Climate change threat to snow leopard, says report

330 mn people near rivers originating in high-altitude fragile mountain habitat that spans many of Asia’s major watersheds and directly depend on them for water needs also at risk, says report


The snow leopard is counted as a critically endangered species by the environment ministry. Photo: AP
The snow leopard is counted as a critically endangered species by the environment ministry. Photo: AP

New Delhi: Over one-third of the habitat of the endangered snow leopard could be rendered unsuitable if climate change is not checked, said a report released on Friday.

The report said it is not just snow leopards that are at risk in the high-altitude fragile mountain habitat that spans many of Asia’s major watersheds.
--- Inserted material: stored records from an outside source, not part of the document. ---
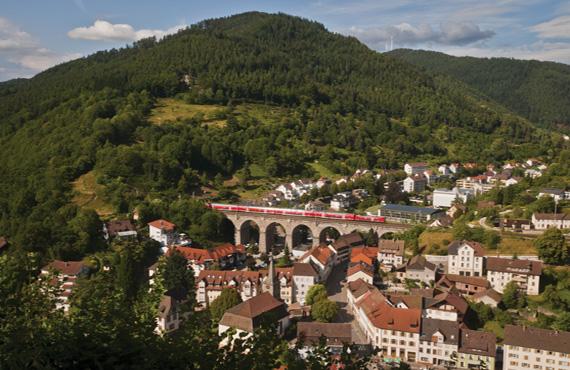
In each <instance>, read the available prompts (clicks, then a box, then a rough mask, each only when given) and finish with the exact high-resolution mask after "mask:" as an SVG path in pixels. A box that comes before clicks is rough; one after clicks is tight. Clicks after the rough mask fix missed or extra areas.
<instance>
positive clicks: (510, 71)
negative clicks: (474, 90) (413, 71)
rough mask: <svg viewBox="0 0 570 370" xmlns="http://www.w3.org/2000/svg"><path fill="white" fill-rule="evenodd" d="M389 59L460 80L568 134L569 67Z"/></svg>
mask: <svg viewBox="0 0 570 370" xmlns="http://www.w3.org/2000/svg"><path fill="white" fill-rule="evenodd" d="M389 55H391V56H394V57H397V58H399V59H401V60H405V61H407V62H410V63H413V64H415V65H418V66H421V67H423V68H425V69H426V70H427V71H429V72H434V73H439V74H445V75H449V76H451V77H453V78H456V79H459V80H461V81H463V82H464V83H466V84H468V85H469V86H471V87H473V88H475V89H476V90H478V91H480V92H481V93H483V94H485V95H487V96H489V97H490V98H492V99H494V100H496V101H497V102H499V103H501V104H503V105H504V106H506V107H508V108H509V109H511V110H512V111H513V112H516V113H518V114H520V115H521V116H524V117H526V118H528V119H529V120H531V121H533V122H537V123H542V124H544V125H547V126H549V127H558V128H561V129H565V130H567V131H570V66H568V65H566V64H561V63H553V62H539V61H536V60H516V59H508V58H490V59H489V58H473V57H454V56H450V55H447V54H443V53H438V52H433V51H424V50H409V49H398V50H394V51H392V52H390V53H389Z"/></svg>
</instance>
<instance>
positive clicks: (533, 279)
mask: <svg viewBox="0 0 570 370" xmlns="http://www.w3.org/2000/svg"><path fill="white" fill-rule="evenodd" d="M486 263H487V280H488V281H489V283H491V287H492V288H493V289H495V290H496V291H497V292H499V293H501V294H502V293H503V290H504V289H505V286H506V285H507V284H508V283H509V282H511V281H514V282H515V283H517V285H518V286H519V289H520V290H522V291H524V292H526V294H528V295H538V294H539V293H540V275H541V274H542V262H540V261H530V260H515V259H508V258H497V257H489V258H487V262H486Z"/></svg>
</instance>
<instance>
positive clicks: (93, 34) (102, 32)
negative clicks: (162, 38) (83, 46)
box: [67, 20, 186, 41]
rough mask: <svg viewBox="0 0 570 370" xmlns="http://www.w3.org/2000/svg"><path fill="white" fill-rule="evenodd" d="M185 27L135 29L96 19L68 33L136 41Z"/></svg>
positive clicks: (90, 39) (126, 25)
mask: <svg viewBox="0 0 570 370" xmlns="http://www.w3.org/2000/svg"><path fill="white" fill-rule="evenodd" d="M185 27H186V25H184V24H182V25H178V26H174V27H171V28H169V29H167V30H151V29H140V30H135V29H134V28H133V26H131V25H130V24H113V23H110V22H107V21H103V20H96V21H95V23H93V25H92V26H89V27H77V28H74V29H72V30H71V31H69V32H68V33H67V35H68V36H69V37H71V38H72V39H81V40H90V41H136V40H140V39H143V38H147V37H152V36H154V37H156V38H159V39H160V38H162V37H164V36H166V35H168V34H171V33H175V32H177V31H178V30H179V29H181V28H185Z"/></svg>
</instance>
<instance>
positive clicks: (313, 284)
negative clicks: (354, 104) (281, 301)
mask: <svg viewBox="0 0 570 370" xmlns="http://www.w3.org/2000/svg"><path fill="white" fill-rule="evenodd" d="M318 281H319V274H318V273H317V271H316V270H315V268H314V267H313V265H311V264H310V263H295V264H293V297H294V299H293V301H294V302H298V303H299V304H301V305H305V298H306V297H307V292H308V291H309V289H310V288H311V287H312V286H313V285H315V284H317V282H318Z"/></svg>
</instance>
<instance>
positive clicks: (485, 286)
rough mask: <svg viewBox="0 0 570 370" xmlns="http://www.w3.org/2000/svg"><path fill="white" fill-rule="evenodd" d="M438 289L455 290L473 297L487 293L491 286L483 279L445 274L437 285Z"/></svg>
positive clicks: (488, 283)
mask: <svg viewBox="0 0 570 370" xmlns="http://www.w3.org/2000/svg"><path fill="white" fill-rule="evenodd" d="M436 287H438V288H440V289H446V290H450V289H456V290H457V291H459V292H460V293H462V294H465V295H473V294H477V293H481V292H484V291H487V290H488V289H489V288H490V287H491V284H489V282H488V281H487V279H485V278H484V277H476V276H464V275H454V274H445V275H444V276H443V277H442V278H441V279H440V280H439V281H438V282H437V283H436Z"/></svg>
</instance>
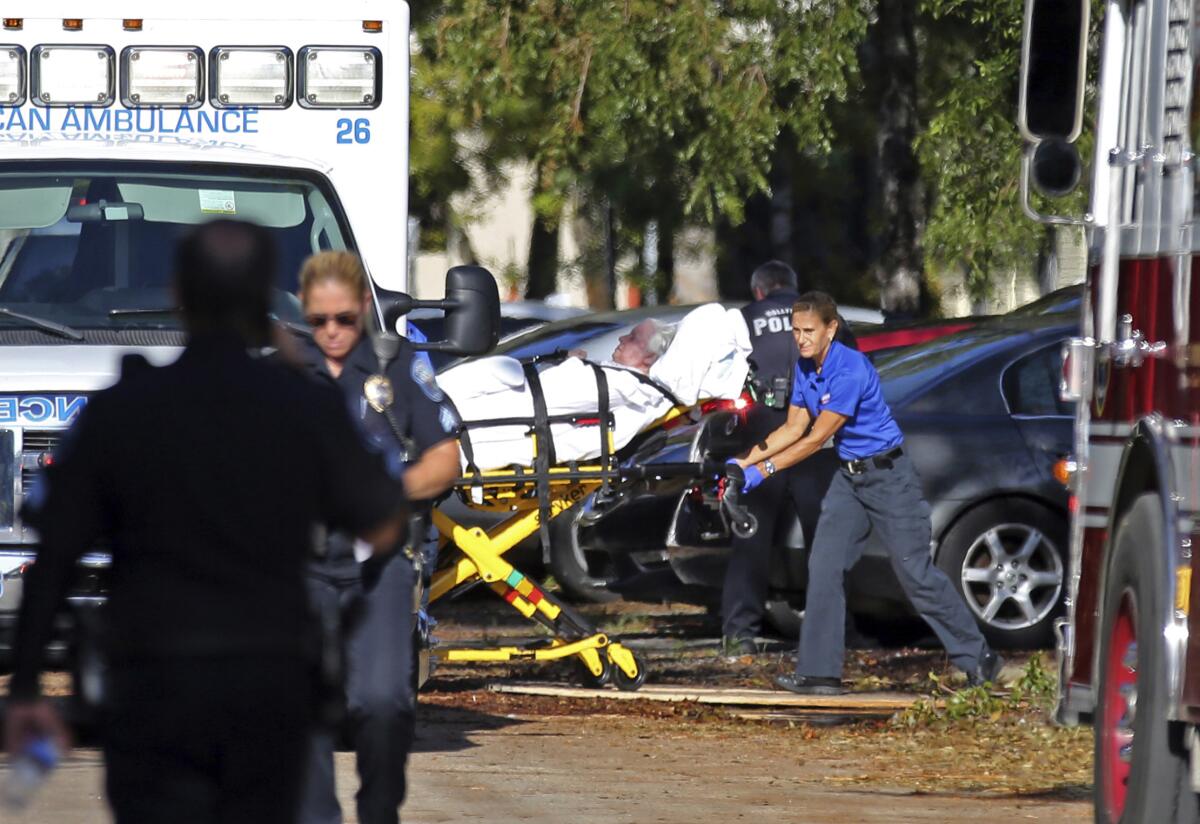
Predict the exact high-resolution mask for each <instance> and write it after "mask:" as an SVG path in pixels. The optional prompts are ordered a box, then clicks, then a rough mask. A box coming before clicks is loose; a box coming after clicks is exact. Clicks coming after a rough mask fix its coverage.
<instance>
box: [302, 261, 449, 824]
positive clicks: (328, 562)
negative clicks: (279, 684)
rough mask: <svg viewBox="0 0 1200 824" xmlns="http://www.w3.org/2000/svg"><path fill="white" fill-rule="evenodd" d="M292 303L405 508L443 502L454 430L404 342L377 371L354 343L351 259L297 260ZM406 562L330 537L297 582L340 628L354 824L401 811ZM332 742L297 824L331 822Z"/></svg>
mask: <svg viewBox="0 0 1200 824" xmlns="http://www.w3.org/2000/svg"><path fill="white" fill-rule="evenodd" d="M300 300H301V302H302V305H304V312H305V320H306V321H307V323H308V325H310V326H311V327H312V330H313V347H312V348H311V350H310V351H308V353H307V355H308V357H307V360H308V367H310V369H311V372H312V373H313V375H316V378H317V379H318V380H320V381H323V383H326V384H331V385H336V386H337V389H340V390H341V391H342V393H343V396H344V398H346V401H347V403H348V404H349V407H350V410H352V414H353V415H354V416H355V417H358V419H359V420H360V421H361V423H362V427H364V429H365V431H366V433H367V437H368V439H370V440H371V441H373V443H376V444H378V445H379V447H380V449H383V450H384V451H386V452H388V453H389V455H391V456H394V458H395V459H397V461H402V462H404V463H406V464H408V468H407V470H406V471H404V487H406V492H407V494H408V497H409V498H410V499H412V500H414V501H422V500H425V501H427V500H430V499H432V498H436V497H437V495H439V494H442V493H443V492H445V489H448V488H449V487H450V485H451V483H452V482H454V481H455V480H456V479H457V477H458V475H460V464H458V445H457V440H456V434H457V431H458V419H457V416H456V414H455V411H454V409H452V408H451V407H450V404H449V402H448V401H446V398H445V397H444V396H443V393H442V391H440V390H439V389H438V386H437V384H436V383H434V380H433V371H432V369H431V368H430V365H428V359H426V357H420V356H419V355H418V354H416V353H414V351H413V349H412V347H410V345H409V344H408V342H406V341H401V347H400V350H398V353H397V354H396V355H395V356H392V357H390V359H389V360H386V361H385V362H380V359H379V356H378V355H377V354H376V350H374V348H373V347H372V341H371V337H370V336H368V335H367V332H366V324H367V323H368V321H370V318H371V312H372V302H371V293H370V288H368V284H367V281H366V273H365V272H364V270H362V265H361V263H360V260H359V258H358V255H355V254H353V253H349V252H320V253H318V254H314V255H312V257H311V258H308V260H306V261H305V265H304V267H302V269H301V272H300ZM416 537H418V539H419V537H420V535H416ZM415 558H418V554H415V553H414V552H413V549H412V548H404V549H403V551H401V552H396V553H394V554H391V555H389V557H386V558H382V559H374V558H372V559H368V560H366V561H364V563H359V560H356V559H355V549H354V541H353V537H352V536H350V535H347V534H334V535H331V536H330V537H329V541H328V543H326V548H325V553H324V557H323V558H322V559H320V560H318V561H316V563H314V564H313V565H312V569H311V570H310V576H308V577H310V587H311V590H312V596H313V599H314V601H316V603H317V605H318V611H319V612H320V614H323V615H325V617H332V618H335V619H340V620H341V632H342V634H343V636H344V644H346V699H347V716H348V717H347V721H348V722H349V732H350V736H352V740H353V744H354V748H355V751H356V753H358V770H359V778H360V788H359V793H358V796H356V801H358V805H356V806H358V819H359V822H362V824H395V823H396V822H398V820H400V816H398V807H400V805H401V802H402V801H403V800H404V790H406V781H404V769H406V764H407V760H408V752H409V750H410V748H412V742H413V732H414V714H415V697H414V694H413V614H414V585H415V583H416V575H415V570H414V560H415ZM334 738H335V736H334V733H332V730H328V729H325V730H320V732H318V733H317V734H316V735H314V739H313V748H312V754H311V757H310V765H308V776H307V783H306V788H305V793H304V801H302V805H301V816H300V820H301V823H302V824H340V823H341V820H342V812H341V807H340V806H338V802H337V796H336V794H335V786H334Z"/></svg>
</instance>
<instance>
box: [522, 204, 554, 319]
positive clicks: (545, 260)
mask: <svg viewBox="0 0 1200 824" xmlns="http://www.w3.org/2000/svg"><path fill="white" fill-rule="evenodd" d="M528 271H529V276H528V278H527V279H526V297H527V299H529V300H541V299H544V297H546V296H547V295H550V294H553V293H554V291H556V290H557V289H558V221H557V219H556V221H554V224H553V225H548V224H547V221H546V219H545V218H544V217H541V216H540V215H538V213H534V216H533V230H532V231H530V233H529V270H528Z"/></svg>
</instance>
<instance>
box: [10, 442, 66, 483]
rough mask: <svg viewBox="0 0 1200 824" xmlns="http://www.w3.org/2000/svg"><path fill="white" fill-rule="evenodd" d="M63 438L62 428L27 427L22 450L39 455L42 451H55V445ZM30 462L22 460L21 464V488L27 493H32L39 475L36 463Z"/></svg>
mask: <svg viewBox="0 0 1200 824" xmlns="http://www.w3.org/2000/svg"><path fill="white" fill-rule="evenodd" d="M61 439H62V431H61V429H52V431H30V429H25V431H24V432H23V433H22V447H20V449H22V452H24V453H25V455H38V453H41V452H53V451H54V447H55V446H58V445H59V441H60V440H61ZM29 463H30V462H28V461H22V465H20V488H22V491H23V492H24V494H25V495H28V494H29V493H30V491H31V489H32V488H34V483H35V482H36V481H35V480H34V479H35V477H36V476H37V468H36V465H29Z"/></svg>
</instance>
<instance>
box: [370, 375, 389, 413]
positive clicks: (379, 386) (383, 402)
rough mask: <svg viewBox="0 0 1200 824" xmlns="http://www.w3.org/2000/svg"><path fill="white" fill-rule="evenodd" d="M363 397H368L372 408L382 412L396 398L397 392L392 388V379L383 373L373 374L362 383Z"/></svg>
mask: <svg viewBox="0 0 1200 824" xmlns="http://www.w3.org/2000/svg"><path fill="white" fill-rule="evenodd" d="M362 397H365V398H366V399H367V403H370V404H371V408H372V409H374V410H376V411H377V413H382V411H383V410H384V409H388V408H389V407H390V405H391V403H392V401H395V399H396V393H395V392H394V391H392V389H391V381H390V380H388V379H386V378H384V377H383V375H382V374H373V375H371V377H370V378H367V380H366V383H365V384H362Z"/></svg>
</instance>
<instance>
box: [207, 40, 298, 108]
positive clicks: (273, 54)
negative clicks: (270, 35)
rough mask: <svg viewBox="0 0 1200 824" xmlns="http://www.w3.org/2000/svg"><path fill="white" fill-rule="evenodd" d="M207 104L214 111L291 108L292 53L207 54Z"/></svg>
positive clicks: (258, 49)
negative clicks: (244, 109) (251, 108)
mask: <svg viewBox="0 0 1200 824" xmlns="http://www.w3.org/2000/svg"><path fill="white" fill-rule="evenodd" d="M209 77H210V78H211V80H210V83H209V102H210V103H212V106H214V107H216V108H218V109H228V108H232V107H239V106H253V107H257V108H260V109H286V108H287V107H289V106H292V77H293V73H292V49H289V48H287V47H286V46H258V47H241V46H239V47H229V46H218V47H216V48H215V49H212V50H211V52H210V53H209Z"/></svg>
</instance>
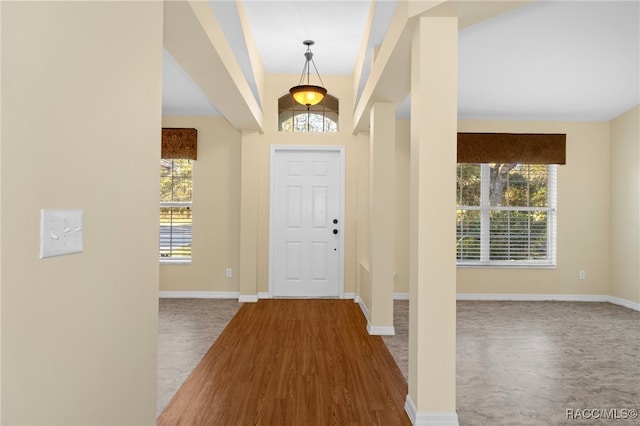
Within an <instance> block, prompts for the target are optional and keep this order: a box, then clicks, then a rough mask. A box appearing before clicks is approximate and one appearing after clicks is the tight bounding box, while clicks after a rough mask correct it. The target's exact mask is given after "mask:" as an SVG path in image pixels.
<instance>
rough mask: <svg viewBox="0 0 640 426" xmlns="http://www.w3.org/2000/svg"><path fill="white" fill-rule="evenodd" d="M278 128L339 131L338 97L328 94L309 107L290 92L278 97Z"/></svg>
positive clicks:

Over 330 million people living within 10km of rivers originating in the territory directly depend on them for their daily water needs.

“Climate change could drastically alter the flow of water from the mountains, threatening the livelihoods of vast numbers of people across the continent,” said the report, calling for urgent action.

The report, Fragile Connections: Snow leopards, people, water and the global climate, by the World Wide Fund for Nature (WWF), an international non-governmental organization, was released on the occasion of International Snow Leopard Day.

“Warmer temperatures could see the tree line shifting up the mountains and farmers planting crops and grazing livestock at higher altitudes, squeezing the remaining snow leopards into smaller pockets,” it said.

The snow leopard is counted as a critically endangered species by the environment ministry.

According to the International Union for Conservation of Nature (IUCN), the snow leopard is an endangered species as there are only about 4,000 left across the world. In India, its population is between 200 and 600.

“The snow leopard is considered to be the guardian and indicator species of the high mountains of Asia. Mysterious and elusive, the cat has fascinated explorers, researcher and conservationists across the world. With an estimated population of 600 cats, India has been a leading player in the conservation efforts to secure the snow leopard and its habitat in the Himalayas,” said Ravi Singh, secretary general and CEO, WWF India.

“The WWF campaign on the snow leopard is an initiative that will help the conservation of the species and (tackle) the threats it faces globally,” he added.

WWF India is involved in nature conservation and protection, apart from several projects in areas like biodiversity, enviro-legal action, policy studies and advocacy.

The primary reasons for the decline in population of snow leopards are habitat loss and degradation, poaching and conflict with communities.

“Unchecked, climate change will exacerbate these threats and could push the species over the edge,” the report warned.

The report also said less than 14% of snow leopard habitat had been covered by either research or conservation activities.

WWF India, in a statement, said it will continue to fund vital research, including the use of camera traps and satellite collaring, to collect more data on the snow leopard.

“The snow leopard is an iconic species and an indicator of ecological health of the Himalayas. Recent studies have shown that the combination of unsustainable land-use practices and effects of climate change have affected their population,” said Dipankar Ghose, director-species and landscapes at WWF India.

“The government, communities and conservationists now need to come together to conserve snow leopards by protecting their habitat, tackling poaching and protecting livelihoods of communities living in their habitat,” Ghose added.